Specifically, Psaty says the company's April 2001 analysis of pooled data from two trials identified 34 deaths among 1,069 Vioxx patients and 12 deaths among 1,078 patients in the placebo arms of the studies.

"If you were to ask independent scientists whether a threefold increase in mortality represented a safety problem, I think you would be hard pressed to find many, if any, who would say no," Psaty says.

But Psaty says safety data submitted by Merck to the FDA a few months later showed a smaller difference in deaths between the Vioxx and placebo-treated patients because the company included only the patients who were actually taking the treatment they were assigned to take.

"This on-treatment approach to reporting minimized the appearance of any mortality risk," Psaty and Kronmal write.

In the other review of the court documents, Joseph Ross, MD, of New York's Mount Sinai School of Medicine, and colleagues conclude that Merck misrepresented the authorship of many Vioxx studies by recruiting outside investigators with impressive academic affiliations.

These investigators were often listed in the published studies as first, second, and third authors, even though they had little active role in the research, which was done internally by Merck, Ross tells WebMD.

"This gave the appearance of more academic rigor and more objectivity than there actually was in these studies," Ross says.

Merck Calls Reports Misleading

In a written statement, the company says it is the authors of the two JAMA studies who misrepresented the facts by failing to provide appropriate context for their claims.

"Merck is disappointed that we did not have an opportunity to respond to the misleading claims made in these articles prior to their publication," the statement reads. "We believe that a full, unbiased evaluation of the Merck papers shows that many of the conclusions put forward by the authors of the JAMA papers are incorrect."

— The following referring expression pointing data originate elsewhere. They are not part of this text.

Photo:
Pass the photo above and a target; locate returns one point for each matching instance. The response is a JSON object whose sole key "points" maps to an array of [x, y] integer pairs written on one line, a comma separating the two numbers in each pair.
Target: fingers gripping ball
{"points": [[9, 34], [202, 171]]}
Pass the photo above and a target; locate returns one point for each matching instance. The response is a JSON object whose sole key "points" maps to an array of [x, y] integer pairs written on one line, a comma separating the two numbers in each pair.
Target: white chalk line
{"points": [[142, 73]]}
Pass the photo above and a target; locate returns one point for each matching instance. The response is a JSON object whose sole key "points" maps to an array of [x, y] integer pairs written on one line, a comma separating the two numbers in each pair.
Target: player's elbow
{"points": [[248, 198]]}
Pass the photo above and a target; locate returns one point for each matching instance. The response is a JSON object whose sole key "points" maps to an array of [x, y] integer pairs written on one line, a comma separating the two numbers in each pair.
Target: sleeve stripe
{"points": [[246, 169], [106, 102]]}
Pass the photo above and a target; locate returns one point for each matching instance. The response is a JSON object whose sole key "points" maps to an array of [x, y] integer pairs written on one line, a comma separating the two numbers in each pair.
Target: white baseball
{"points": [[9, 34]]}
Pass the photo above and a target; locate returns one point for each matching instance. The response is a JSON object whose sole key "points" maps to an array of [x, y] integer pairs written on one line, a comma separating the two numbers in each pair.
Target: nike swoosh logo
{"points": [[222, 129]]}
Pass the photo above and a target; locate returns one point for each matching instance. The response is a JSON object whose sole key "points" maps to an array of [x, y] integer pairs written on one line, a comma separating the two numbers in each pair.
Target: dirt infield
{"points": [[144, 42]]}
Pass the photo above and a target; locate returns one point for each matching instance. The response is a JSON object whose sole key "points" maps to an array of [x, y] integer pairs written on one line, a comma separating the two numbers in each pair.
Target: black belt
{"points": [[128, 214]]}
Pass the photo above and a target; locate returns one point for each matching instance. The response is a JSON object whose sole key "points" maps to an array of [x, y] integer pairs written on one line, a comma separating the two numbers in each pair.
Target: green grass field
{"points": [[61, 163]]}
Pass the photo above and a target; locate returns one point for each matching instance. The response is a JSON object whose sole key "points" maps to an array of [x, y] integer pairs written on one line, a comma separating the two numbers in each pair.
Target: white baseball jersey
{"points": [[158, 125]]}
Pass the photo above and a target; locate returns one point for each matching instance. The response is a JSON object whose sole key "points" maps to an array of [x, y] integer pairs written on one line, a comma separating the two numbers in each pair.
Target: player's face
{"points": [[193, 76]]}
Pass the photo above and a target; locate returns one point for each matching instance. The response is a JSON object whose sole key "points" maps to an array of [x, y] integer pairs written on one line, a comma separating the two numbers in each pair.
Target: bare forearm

In the statement, Merck officials say the review of deaths in the Alzheimer's trials was misleading because it failed to include information about the causes of death among the patients in the Alzheimer's studies.

"Merck carefully analyzed the data and found that there was no pattern suggesting the deaths had any connection to Vioxx; some of the deaths were caused by car accidents, poisonings, infections, and other causes that are not related to Vioxx," the statement reads.

Jarrell says the authorship review misrepresented the role of the academic authors involved with the studies.

"We certainly feel that our actions on disclosure were appropriate and in line with industry practice," Jarrell tells WebMD. "And, most importantly, the data in the articles were completely accurate."

Merck agreed to pay $4.85 billion last November to settle lawsuits brought by people who claimed to have been harmed by Vioxx.